Injectée à petites doses dans le sang, la bile agirait comme un excitant de la contractilité musculaire et de l'irritabilité nerveuse physiologique; les nerfs moteurs comme les nerfs sensitifs, sous son influence, présenteraient une hyperexcitabilité très nette. Mais, si l'hyperactivité mentale et l'hyperexcitabilité nerveuse se produisent avec de petites doses de bile, avec de hautes doses c'est la dépression, le malaise intellectuel et moral que l'on obtient, avec lassitude, tendance à la mélancolie, tristesse.
Ainsi seraient réalisées expérimentalement les deux formes du tempérament bilieux: la forme légère, plutôt favorable, et la forme accentuée, pénible pour soi et pour les autres et qui rend insociable.
Et voici un exemple curieux d'une vieille locution médicale, tombée depuis longtemps dans le langage vulgaire, et qui correspondrait à une réalité très précise d'un phénomène physiologique.
Une île problématique.
Une île fait beaucoup parler d'elle, en ce moment, dans le monde maritime du Pacifique.

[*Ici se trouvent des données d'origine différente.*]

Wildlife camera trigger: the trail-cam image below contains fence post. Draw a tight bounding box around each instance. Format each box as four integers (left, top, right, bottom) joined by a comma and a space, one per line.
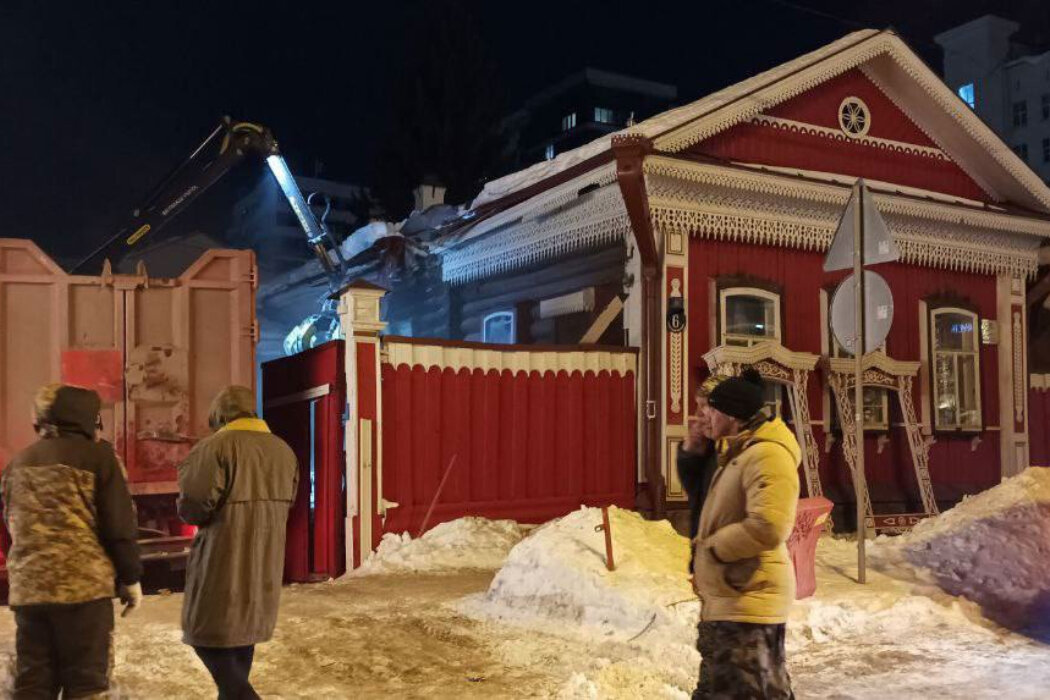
339, 280, 386, 571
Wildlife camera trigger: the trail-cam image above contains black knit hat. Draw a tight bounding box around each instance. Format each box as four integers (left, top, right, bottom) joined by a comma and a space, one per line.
708, 367, 765, 421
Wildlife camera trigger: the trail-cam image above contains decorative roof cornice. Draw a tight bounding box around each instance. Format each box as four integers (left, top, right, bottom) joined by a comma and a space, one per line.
442, 184, 631, 283
653, 33, 891, 152
645, 157, 1050, 276
653, 31, 1050, 211
751, 114, 951, 161
645, 156, 1050, 238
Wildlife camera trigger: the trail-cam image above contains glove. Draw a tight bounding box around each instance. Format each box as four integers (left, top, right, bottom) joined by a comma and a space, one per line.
117, 582, 142, 617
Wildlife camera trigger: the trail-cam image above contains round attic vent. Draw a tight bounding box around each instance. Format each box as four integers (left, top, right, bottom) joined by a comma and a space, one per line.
839, 98, 872, 136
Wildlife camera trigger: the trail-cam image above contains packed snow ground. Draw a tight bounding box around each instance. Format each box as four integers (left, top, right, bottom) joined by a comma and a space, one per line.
0, 483, 1050, 700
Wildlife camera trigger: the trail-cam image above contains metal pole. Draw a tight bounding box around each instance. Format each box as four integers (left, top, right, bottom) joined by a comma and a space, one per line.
853, 181, 867, 584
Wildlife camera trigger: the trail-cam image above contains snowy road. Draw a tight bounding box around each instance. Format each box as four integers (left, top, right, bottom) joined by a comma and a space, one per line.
0, 501, 1050, 700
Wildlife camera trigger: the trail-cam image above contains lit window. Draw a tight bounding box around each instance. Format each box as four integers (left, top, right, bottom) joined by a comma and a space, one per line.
827, 319, 889, 430
930, 307, 981, 430
1013, 100, 1028, 126
718, 287, 780, 347
718, 287, 783, 416
481, 311, 515, 344
284, 311, 342, 355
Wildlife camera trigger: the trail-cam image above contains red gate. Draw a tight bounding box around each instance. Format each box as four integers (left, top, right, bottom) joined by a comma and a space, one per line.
263, 341, 347, 581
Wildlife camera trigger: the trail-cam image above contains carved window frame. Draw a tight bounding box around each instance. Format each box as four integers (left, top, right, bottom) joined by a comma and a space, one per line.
481, 309, 518, 345
927, 300, 984, 433
716, 280, 794, 418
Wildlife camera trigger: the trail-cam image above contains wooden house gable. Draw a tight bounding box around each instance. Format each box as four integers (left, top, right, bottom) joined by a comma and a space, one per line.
679, 68, 994, 201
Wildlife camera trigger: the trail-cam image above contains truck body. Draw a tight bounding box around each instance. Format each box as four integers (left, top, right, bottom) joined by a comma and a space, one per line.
0, 238, 258, 560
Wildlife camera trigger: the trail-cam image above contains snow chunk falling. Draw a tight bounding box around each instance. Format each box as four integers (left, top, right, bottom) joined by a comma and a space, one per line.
872, 467, 1050, 629
351, 517, 528, 576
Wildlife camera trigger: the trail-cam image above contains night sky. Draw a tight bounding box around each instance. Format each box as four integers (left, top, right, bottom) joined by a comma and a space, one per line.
0, 0, 1050, 265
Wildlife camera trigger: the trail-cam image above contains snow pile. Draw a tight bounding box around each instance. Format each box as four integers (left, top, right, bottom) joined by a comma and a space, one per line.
465, 507, 697, 636
872, 467, 1050, 629
351, 517, 527, 576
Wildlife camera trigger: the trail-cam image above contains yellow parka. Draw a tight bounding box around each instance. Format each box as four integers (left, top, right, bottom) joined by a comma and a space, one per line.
693, 419, 801, 624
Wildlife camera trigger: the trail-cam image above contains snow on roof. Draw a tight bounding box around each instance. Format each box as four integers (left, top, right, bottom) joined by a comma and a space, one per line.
470, 29, 880, 209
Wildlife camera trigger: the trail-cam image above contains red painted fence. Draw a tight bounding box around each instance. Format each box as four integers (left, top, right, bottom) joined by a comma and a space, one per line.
376, 338, 637, 538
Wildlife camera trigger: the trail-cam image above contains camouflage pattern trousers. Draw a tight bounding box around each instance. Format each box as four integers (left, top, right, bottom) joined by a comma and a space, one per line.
693, 622, 795, 700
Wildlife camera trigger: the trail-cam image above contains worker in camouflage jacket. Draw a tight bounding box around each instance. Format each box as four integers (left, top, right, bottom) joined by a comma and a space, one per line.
179, 386, 299, 699
0, 384, 142, 698
693, 368, 801, 700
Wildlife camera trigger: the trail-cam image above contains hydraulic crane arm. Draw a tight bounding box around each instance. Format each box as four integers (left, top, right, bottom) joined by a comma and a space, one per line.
72, 118, 344, 288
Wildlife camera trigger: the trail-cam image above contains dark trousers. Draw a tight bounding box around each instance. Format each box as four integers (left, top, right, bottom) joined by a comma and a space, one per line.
193, 646, 259, 700
693, 622, 795, 700
12, 598, 113, 700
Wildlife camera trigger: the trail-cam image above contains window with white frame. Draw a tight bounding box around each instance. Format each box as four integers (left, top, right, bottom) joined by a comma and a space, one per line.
1013, 100, 1028, 126
718, 287, 780, 347
929, 306, 981, 430
718, 287, 783, 416
481, 311, 516, 344
827, 327, 889, 430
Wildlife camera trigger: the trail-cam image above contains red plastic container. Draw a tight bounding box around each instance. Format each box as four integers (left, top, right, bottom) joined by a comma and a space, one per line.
788, 496, 834, 599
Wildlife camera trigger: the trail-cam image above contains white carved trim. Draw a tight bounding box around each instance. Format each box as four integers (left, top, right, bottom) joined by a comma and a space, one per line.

Mais il est difficile d'en dire grand'chose: elle ne porte point de nom et, par surcroît, on ne sait même pas au juste si elle existe. Elle se trouverait entre les côtes du Mexique et l'archipel des Hawaï. Si l'on demande comment il se fait qu'on ait de telles incertitudes à l'égard de son existence, il n'est pas difficile de répondre: il suffit de faire observer que les parages où elle se trouverait sont de ceux que la navigation connaît et fréquente le moins. On ne passe pour ainsi dire jamais dans la région dont il s'agit. C'est dans les observations de baleiniers, dans les débuts du dix-neuvième siècle, qu'on a trouvé des raisons de croire à l'existence de cette île; mais les expéditions envoyées en 1827 et 1837 pour vérifier cette existence n'ont donné aucune confirmation du bruit qui courait. En 1837 encore, on n'a rien trouvé et, en 1899, une croisière de l'Albatros est également restée infructueuse, ne révélant dans les parages supposés de l'île que des sondages de 2.000 et 3.000 brasses. En 1902, toutefois, l'existence de l'île a paru moins invraisemblable: on a trouvé un haut-fond suspect. L'an dernier on a continué les recherches, mais elles n'ont encore rien donné: il s'agit d'explorer une région de 30.000 milles carrés et l'opération demande du temps. L'île cessera peut-être, un jour prochain, d'être problématique: pour le moment, toutefois, elle le demeure.
La protection du gros gibier en Afrique orientale.
M. Palluaud, de retour d'une mission dans l'Afrique orientale anglaise et allemande, faisait connaître tout récemment à la Société de Géographie comment les Anglais et les Allemands ont limité la destruction des grands animaux qui pullulent dans la région du lac Victoria-Nyanza.
En premier lieu, la chasse est interdite sur certains territoires; puis, les permis de chasse, au moins sur territoire anglais, coûtent 1.200 francs et ne donnent que le droit de tuer deux bêtes de chaque espèce.